Local, offline voice dictation for Linux, macOS, and Windows — hold a key, speak, release
Project description
YazSes
Local, offline voice dictation for Linux, macOS, and Windows. Hold a key, speak, release — the transcribed text appears in whatever app is focused. No cloud, no GPU.
Hold the dictation key (>0.5s) → speak → release → text appears
Powered by faster-whisper (CPU/int8). Works in browsers, terminals, IDEs, chat apps — anywhere the OS lets keystrokes reach the focused window.
Supported platforms
| OS | Hotkey default | Install | Status |
|---|---|---|---|
| Linux | Space |
apt / snap / PPA / pipx / .deb / installer | Stable |
| macOS | Right Option |
.dmg (Homebrew Cask coming) |
Developer preview (unsigned) |
| Windows | Right Ctrl |
.exe installer (winget coming) |
Developer preview (unsigned) |
Why Right Ctrl on Windows, not Right Alt? On many international layouts Right Alt acts as AltGr — used to type
@,€,{},[],\,~, etc. Hijacking it would break normal typing. Right Ctrl is rarely used for typing, so it's the safer default. Every platform's hotkey is configurable inconfig.toml.
Quick install
One-line install on every major OS:
# macOS — via Homebrew tap
brew tap novafabric/yazses && brew install --cask yazses
# Windows — via winget (pending PR review at microsoft/winget-pkgs#371427)
winget install NovaFabric.YazSes
# Linux — via the apt repo
bash <(curl -fsSL https://raw.githubusercontent.com/novafabric/yazses/main/install.sh)
# Cross-platform fallback — pip
pipx install yazses
After install:
| OS | What's left |
|---|---|
| macOS | Right-click → Open the first time (unsigned dev preview); grant Accessibility + Microphone when prompted; hold Right Option to dictate. |
| Windows | If SmartScreen warns, click More info → Run anyway (unsigned dev preview); hold Right Ctrl to dictate. |
| Linux | sudo usermod -aG input "$USER" then re-login; systemctl --user enable --now yazses.service; hold Space to dictate. |
Full per-OS guides: docs/macos-install.md, docs/windows-install.md. Status of every distribution channel lives in docs/distribution-status.md.
Other channels
If a one-liner above doesn't fit your environment, pick from the platform sections below.
macOS — alternatives
# Direct .dmg download (no Homebrew needed)

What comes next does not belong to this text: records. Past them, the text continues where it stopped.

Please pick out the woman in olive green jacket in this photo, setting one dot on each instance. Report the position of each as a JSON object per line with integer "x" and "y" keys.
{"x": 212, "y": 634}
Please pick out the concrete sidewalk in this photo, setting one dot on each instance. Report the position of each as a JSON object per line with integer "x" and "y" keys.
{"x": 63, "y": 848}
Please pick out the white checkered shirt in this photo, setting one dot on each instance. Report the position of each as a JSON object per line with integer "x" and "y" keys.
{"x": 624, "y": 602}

# https://github.com/novafabric/yazses/releases/latest
# Open the .dmg, drag YazSes.app into /Applications, right-click → Open the first time.
Windows — alternatives
# Direct .exe download
# https://github.com/novafabric/yazses/releases/latest
# Click "More info → Run anyway" if SmartScreen warns.
Linux — alternatives
# APT repo (Debian/Ubuntu)
curl -fsSL https://novafabric.github.io/yazses/apt/KEY.gpg \
| sudo gpg --dearmor --yes -o /usr/share/keyrings/yazses.gpg
echo "deb [signed-by=/usr/share/keyrings/yazses.gpg] https://novafabric.github.io/yazses/apt ./" \
| sudo tee /etc/apt/sources.list.d/yazses.list
sudo apt update && sudo apt install yazses
# Launchpad PPA (Ubuntu)
sudo add-apt-repository ppa:novafabric/yazses
sudo apt update && sudo apt install yazses
# Snap (works on most distros after `snapd` is installed)

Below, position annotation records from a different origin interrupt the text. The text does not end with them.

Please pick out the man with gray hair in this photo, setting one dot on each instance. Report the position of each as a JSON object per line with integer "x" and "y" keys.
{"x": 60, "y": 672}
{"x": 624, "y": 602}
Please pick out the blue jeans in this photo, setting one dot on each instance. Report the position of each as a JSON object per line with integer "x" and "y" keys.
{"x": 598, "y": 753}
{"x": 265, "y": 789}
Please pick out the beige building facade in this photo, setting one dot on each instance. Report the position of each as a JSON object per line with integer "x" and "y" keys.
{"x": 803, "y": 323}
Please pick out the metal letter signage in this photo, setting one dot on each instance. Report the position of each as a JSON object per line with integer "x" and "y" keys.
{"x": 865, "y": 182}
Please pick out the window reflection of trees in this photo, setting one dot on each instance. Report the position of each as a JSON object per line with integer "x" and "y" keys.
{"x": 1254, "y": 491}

sudo snap install yazses --classic
# AUR (Arch / Manjaro / EndeavourOS)
yay -S yazses # any AUR helper
# .deb download
# https://github.com/novafabric/yazses/releases/latest
sudo apt install ./yazses_*.deb
# pipx (any Linux)
sudo apt install libportaudio2 xdotool xclip pipx
pipx install yazses
Optional extras
v0.4.0 introduces three opt-in feature groups. Install only what you need:
| Extra | What it enables | Dependencies installed |
|---|---|---|
yazses[slm] |
SLM intent routing — natural phrasing for voice commands | llama-cpp-python + GGUF model |
yazses[lsp] |
LSP code context injection — better identifier accuracy | pygls, pynvim |
yazses[emg] |
EMG silent speech backend — dictate without speaking aloud | pyserial |
yazses[all] |
All optional extras | all of the above |
pip install "yazses[slm]" # SLM routing only
pip install "yazses[lsp]" # LSP context only
pip install "yazses[emg]" # EMG backend only
pip install "yazses[all]" # everything
Each extra requires additional setup described in the Configuration section below.
Usage
YazSes runs silently in the background. The same CLI works on every platform.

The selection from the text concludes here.